Multidrug resistant tuberculosis (TB) is more likely caused in patients by speedy drug metabolism rather than inconsistent doses, as is widely believed, scientists have revealed. The finding may lead to better ways to treat one of the world's major infectious diseases.
The team from the UT Southwestern Medical Center included Drs. Shashikant Srivastava, Tawanda Gumbo and Jotam G. Pasipanodya.

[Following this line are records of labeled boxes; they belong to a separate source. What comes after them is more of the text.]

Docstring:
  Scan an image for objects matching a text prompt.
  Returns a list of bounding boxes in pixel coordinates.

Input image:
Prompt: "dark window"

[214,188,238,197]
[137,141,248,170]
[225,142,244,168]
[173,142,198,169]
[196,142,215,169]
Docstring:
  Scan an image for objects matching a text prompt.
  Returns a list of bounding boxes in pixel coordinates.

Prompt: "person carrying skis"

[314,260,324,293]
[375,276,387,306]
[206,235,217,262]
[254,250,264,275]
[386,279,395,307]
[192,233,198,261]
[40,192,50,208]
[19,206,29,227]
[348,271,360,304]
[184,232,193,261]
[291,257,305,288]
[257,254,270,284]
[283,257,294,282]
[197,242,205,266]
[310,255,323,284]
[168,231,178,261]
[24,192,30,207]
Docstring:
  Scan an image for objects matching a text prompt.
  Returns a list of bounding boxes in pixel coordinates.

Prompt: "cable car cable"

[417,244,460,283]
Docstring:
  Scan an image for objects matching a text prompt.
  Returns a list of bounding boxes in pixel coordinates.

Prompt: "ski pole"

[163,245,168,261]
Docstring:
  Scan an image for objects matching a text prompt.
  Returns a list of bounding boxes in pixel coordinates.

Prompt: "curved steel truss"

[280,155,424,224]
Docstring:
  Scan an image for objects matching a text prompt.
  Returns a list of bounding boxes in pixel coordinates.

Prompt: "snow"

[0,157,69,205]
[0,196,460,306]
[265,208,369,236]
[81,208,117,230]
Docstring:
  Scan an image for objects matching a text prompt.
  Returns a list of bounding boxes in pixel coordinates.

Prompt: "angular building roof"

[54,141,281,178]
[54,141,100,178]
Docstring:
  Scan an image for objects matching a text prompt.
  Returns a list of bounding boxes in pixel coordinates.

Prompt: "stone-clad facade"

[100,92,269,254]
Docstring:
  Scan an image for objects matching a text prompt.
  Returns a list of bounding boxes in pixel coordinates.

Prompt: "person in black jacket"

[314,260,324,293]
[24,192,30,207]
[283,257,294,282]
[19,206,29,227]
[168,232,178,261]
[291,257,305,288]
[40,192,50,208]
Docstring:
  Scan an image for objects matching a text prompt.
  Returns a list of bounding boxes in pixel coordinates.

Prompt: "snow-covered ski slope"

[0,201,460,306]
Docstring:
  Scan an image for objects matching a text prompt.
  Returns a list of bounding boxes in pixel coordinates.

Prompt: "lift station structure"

In this study, UT Southwestern researchers created a sophisticated system of high-tech test tubes, which they called a "glass mouse," that mimicked standard therapy being given daily for 28 to 56 days, with dosing adherence varying between 0 percent and 100 percent.
The threshold for defined non-adherence (failure to take a required dose of medication) was reached at 60 percent of the time or more.
"The first main finding in our laboratory model was that in fact non-adherence did not lead to multidrug resistance or emergence of any drug resistance in repeated studies, even when therapy failed. In fact, even when we started with a bacterial population that had been spiked with drug-resistant bacteria, non-adherence still did not lead to drug resistance," said Dr. Tawanda Gumbo, associate professor of internal medicine and senior author of the study.
In fact, using computer simulations based on 10,000 TB patients in Cape Town, South Africa, the researchers discovered that approximately 1 percent of all TB patients with perfect adherence still developed drug resistance because they cleared the drugs from their bodies more quickly.
In that population, patients who receive standard doses of drugs end up with concentrations in their bodies that are too low to kill the TB bacillus and drug resistance develops, he said.
"It might be more cost-effective to measure patients' drug concentrations during treatment and intervene with dosage increases in those who quickly clear the drugs from their systems," he added.
The finding has been published in The Journal of Infectious Diseases.